There is still a long road ahead. But nothing gives me more hope in the next miles of the journey than the courage of those who have reached a different and more hopeful kind of future. And that is the story that I want to leave you with today.

When I became a senator, getting increasingly more and more involved in the region as a young member of the committee and then later as Chairman of the Subcommittee on Asian and Pacific Affairs, the first trip I took in 1986 was to the Philippines. Strongman Ferdinand Marcos had called a sham “snap” election to fake everybody to prove how in charge he was, to preserve his grasp on power.
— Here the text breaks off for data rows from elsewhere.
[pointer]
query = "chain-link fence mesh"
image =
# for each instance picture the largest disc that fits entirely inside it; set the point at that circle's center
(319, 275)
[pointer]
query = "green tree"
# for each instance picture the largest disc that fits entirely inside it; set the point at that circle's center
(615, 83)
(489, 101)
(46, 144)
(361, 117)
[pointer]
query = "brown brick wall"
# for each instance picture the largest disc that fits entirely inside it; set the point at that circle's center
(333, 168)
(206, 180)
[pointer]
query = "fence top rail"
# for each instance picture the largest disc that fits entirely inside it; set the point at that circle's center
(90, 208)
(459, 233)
President Reagan asked Senator Richard Lugar and me to be part of a delegation to observe those elections.

And I will never forget arriving in Manila and seeing this unbelievable flood of people in the streets all decked out in their canary yellow shirts and banners of pro-democracy protest. Some of us knew at that time there were allegations of fraud. I was sent down initially to Mindanao to observe the morning votes and then came back to Manila, and was sitting in the hotel there when a woman came up to me crying and said, “Senator, you must come with me to the cathedral. There are women there who fear for their lives.”

And I left my dinner and I ran down to the cathedral. I came in to the Sacristi of the cathedral and talked with these 13 women who were crying and huddled together, intimidated for their lives. And I listened to their story about how they were counting the raw tally of the votes that was coming in from all across the nation, but the raw tally of votes they were counting was not showing up on the computer tote board recording the votes. They blew the whistle on a dictator. We held an international press conference right there in the cathedral right in front of the alter, and they spoke out, and that was the signal to Marcos it was over. Their courage and the courage of the Filipino people lit a spark that traveled throughout the world, inspiring not just a freshman senator from Massachusetts, but popular movements from Eastern Europe to Burma.
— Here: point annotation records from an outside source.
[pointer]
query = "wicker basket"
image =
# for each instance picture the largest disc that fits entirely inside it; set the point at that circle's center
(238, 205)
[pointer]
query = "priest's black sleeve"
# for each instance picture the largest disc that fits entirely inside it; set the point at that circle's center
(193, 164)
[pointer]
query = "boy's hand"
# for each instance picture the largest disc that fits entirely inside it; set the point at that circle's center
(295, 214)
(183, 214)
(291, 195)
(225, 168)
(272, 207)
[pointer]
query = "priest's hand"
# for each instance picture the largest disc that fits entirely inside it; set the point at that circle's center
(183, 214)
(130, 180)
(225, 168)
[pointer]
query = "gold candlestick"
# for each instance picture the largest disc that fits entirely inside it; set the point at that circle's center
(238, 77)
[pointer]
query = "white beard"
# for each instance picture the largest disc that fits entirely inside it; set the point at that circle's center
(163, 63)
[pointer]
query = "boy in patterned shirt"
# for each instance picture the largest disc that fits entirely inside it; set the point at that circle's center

Now, I think about that moment even today, about the power of people to make their voices felt. I think about how Cory Aquino rose to the presidency atop a wave of people power when few believed that she could. I think about how her husband fought for democracy, even at the cost of his own life. And I think about how, decades later, their son would rise to the presidency in democratic elections. In his inaugural address, President Benigno Aquino said: “My parents sought nothing less, died for nothing less, than democracy and peace. I am blessed by this legacy. I shall carry the torch forward.”

My friends, today we must all summon up some of that courage, we must all carry that torch forward. The cause of democracy and peace, and the prosperity that they bring, can bring our legacy in the Asian Pacific, it can define it. Our commitment to that future, believe me it is strong. Our principles are just. And we are in this for the long haul – clear-eyed about the challenges ahead.